E questo a cascata cosa genera secondo lei?
Il primo risultato è intanto che la paura ci rende ancora più soli. Così, pensando a una umanizzazione di Dio, mi è venuto di colpo il dubbio: chissà se Dio si sente solo? Il focus della canzone è che Dio si senta un po’ abbandonato da noi. Se io sto all’iconografia di un Dio che ci sta guardando, non sta certo assistendo a un grande spettacolo. Nella mia vita e anche nelle canzoni ho provato spesso a umanizzare la figura di Dio, per provare ad avvicinarmelo un po’. E’ una mia esigenza spirituale.
Da credente?
Non posso non sentirmi credente e sono anche stato cattolico praticante. Di sicuro mi porto dietro un profondo bisogno spirituale e non ho mai pensato che la vita sia tutta soltanto qui. Ho avuto semmai un problema a identificarmi a volte con la nostra religione che, secondo la mia opinione, mette troppo al centro il dolore nella raffigurazione di se stessa. Da bambino soffrivo molto queste rappresentazioni. Percepivo invece il bisogno che si enfatizzasse di più la gioia della vita. E mi turbava che il simbolo del cristianesimo sia un ragazzo di 33 anni crocefisso. Ma resto cattolico e sono andato di corsa lo scorso 23 giugno all’invito del Papa agli artisti alla Cappella Sistina.
Che esperienza è stata?
Grande emozione quando ho dato la mano al Papa, perché ho la sensazione che Francesco incarni in modo particolare anche certi valori sociali in cui mi riconosco. Ma oltre a questo ho un intenso ricordo del suo bellissimo discorso, che conservo, e dell’ultima immagine di Michela Murgia, che era molto cattolica. Dopo aver dato la mano al Papa, incrociandomi prima che venisse il mio turno, mi ha guardato con gli occhi pieni di commozione mettendosi una mano sul cuore come per comunicarmi l’importanza di quel momento per lei che sapeva che la sua vita stava finendo (è morta lo scorso 10 agosto, ndr).
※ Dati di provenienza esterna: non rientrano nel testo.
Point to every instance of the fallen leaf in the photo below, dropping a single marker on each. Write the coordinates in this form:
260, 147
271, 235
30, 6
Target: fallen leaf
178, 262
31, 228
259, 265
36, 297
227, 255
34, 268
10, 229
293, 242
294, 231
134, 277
Certi valori per Ligabue da dove provengono?
Dalle mie radici e dall’aver imparato a ringraziare. Io sono grato per molte cose della mia vita e anche di essere riuscito negli ultimi anni a raccontare e a confessare questa mia fortuna. Tra cui, appunto, essere nato negli anni 60 e cresciuto da genitori che anche se non avevano finito le elementari avevano valori culturali e, a loro modo, spirituali da trasmettere. Nelle mie varie controversie spirituali, che non finiscono mai, c’è anche il fatto che mio padre, ateo convinto, io l’ho ritratto nella canzone Tu che conosci il cielo e addirittura lo faccio latore di un mio messaggio verso l’alto. Il che svela anche il sentimento che ho verso mio padre.
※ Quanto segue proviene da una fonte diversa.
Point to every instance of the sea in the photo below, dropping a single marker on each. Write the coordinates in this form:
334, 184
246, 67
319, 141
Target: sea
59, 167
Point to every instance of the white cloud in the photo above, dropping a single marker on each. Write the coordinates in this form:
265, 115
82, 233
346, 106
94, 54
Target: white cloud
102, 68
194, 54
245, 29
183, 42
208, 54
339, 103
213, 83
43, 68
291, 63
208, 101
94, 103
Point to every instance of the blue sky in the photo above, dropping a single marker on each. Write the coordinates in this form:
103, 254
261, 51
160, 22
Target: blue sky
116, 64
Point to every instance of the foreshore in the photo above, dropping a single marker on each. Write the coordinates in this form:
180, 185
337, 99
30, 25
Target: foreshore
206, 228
E verso un suo “padre” artistico come Elvis? Andrà a vedere Priscilla presentato a Venezia?
Il film di Sofia Coppola lo andrò a vedere perché mi interessa il punto di vista femminile di chi ha vissuto all’ombra di una delle più grandi icone del ventesimo secolo. Ma c’è molto da riflettere. Elvis Presley è stato il triste esempio di come il troppo lo abbia precipitato in una condizione di estrema solitudine. Un immenso vuoto da dover continuare a riempire, fino a morirne. Un disfacimento per ipertrofia. Il suo caso deve essere un monito. Oggi che il successo è un mito anche social e mediatico bisogna pensare a quale sia il suo reale senso. Sono tanti quelli che ne cadono vittime. Non è quindi per niente vero che la felicità possa stare nel raggiungimento del successo. Anche quello in una comune professione. A scapito dei veri valori.